The Indianapolis-based fleet made the announcement while reporting its third quarter financial results.
The company's consolidated revenues from operations in the March 2000 quarter rose more than 32 percent to $90.5 million compared to $68.5 million in the March 1999 quarter. But the company lost $711,000, compared to net income of $1.4 million in the prior year's third quarter.
Truckersco-op.com accounted for $0.05 per diluted share of the March 2000 quarter loss which related to marketing and administrative costs associated with the start-up of the new business. The company had no fuel hedges in place in the current fiscal year, which hurt the trucking results, despite improved utilization and lower deadhead.
Net loss for the nine months ended March 31, 2000 was $246,000, or $0.03 per diluted share, compared with net income of $3,083,000, or $0.40 per diluted share, in fiscal 1999 nine months ended March 31, 1999, including one-time charges. Consolidated revenue rose 24% to $259.8 million over the same period.

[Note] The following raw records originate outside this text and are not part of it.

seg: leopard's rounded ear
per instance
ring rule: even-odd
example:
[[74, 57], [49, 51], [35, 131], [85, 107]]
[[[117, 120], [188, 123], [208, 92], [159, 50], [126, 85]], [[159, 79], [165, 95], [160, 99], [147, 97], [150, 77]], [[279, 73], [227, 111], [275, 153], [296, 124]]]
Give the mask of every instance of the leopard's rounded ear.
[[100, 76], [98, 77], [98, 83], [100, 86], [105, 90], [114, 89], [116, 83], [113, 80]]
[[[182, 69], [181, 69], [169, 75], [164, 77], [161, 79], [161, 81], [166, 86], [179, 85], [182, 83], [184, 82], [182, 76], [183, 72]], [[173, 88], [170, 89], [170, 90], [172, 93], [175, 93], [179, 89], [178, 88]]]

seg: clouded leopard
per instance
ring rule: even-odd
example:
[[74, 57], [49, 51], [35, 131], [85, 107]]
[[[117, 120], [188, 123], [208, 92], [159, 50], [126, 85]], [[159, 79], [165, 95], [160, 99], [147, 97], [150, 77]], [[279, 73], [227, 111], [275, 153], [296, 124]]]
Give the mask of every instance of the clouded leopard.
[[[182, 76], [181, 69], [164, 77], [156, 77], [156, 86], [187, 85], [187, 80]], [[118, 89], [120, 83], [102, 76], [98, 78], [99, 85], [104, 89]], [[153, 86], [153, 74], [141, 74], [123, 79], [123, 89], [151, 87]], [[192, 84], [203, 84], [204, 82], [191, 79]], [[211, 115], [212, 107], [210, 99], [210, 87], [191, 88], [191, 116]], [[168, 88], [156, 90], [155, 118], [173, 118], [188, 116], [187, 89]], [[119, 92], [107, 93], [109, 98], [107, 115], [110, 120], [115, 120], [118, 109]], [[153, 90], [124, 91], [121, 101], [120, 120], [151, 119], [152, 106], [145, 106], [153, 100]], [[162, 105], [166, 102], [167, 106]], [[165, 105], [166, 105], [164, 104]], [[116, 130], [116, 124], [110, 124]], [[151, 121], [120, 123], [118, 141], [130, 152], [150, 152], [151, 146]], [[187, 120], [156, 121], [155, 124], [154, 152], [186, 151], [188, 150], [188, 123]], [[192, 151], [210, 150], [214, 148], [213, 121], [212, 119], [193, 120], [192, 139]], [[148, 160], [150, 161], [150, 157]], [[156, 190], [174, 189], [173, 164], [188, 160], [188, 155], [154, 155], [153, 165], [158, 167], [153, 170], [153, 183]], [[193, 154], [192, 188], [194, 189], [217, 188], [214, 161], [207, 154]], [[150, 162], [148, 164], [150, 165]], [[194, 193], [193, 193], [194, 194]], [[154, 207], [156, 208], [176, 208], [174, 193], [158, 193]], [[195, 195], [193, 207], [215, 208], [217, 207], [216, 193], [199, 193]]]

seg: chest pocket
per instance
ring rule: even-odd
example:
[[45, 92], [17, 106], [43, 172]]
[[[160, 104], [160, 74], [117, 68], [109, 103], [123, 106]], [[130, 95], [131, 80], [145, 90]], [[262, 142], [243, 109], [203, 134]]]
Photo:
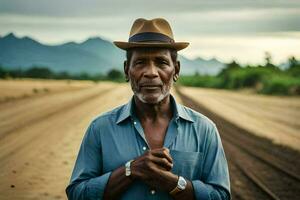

The company said TruckersCo-op.com now has over 100,000 member trucks enrolled, represented by over 1,800 separate companies in the U.S. and Canada. The board of directors of Celadon Group has authorized the management of TruckersCo-op to proceed with its initial
public offering. The proceeds will be used to grow and strengthen TruckersCo-op's future. In preparation for the offering, the name of the Company will be changed from TruckersCo-op.com to TruckersB2B.com, Inc.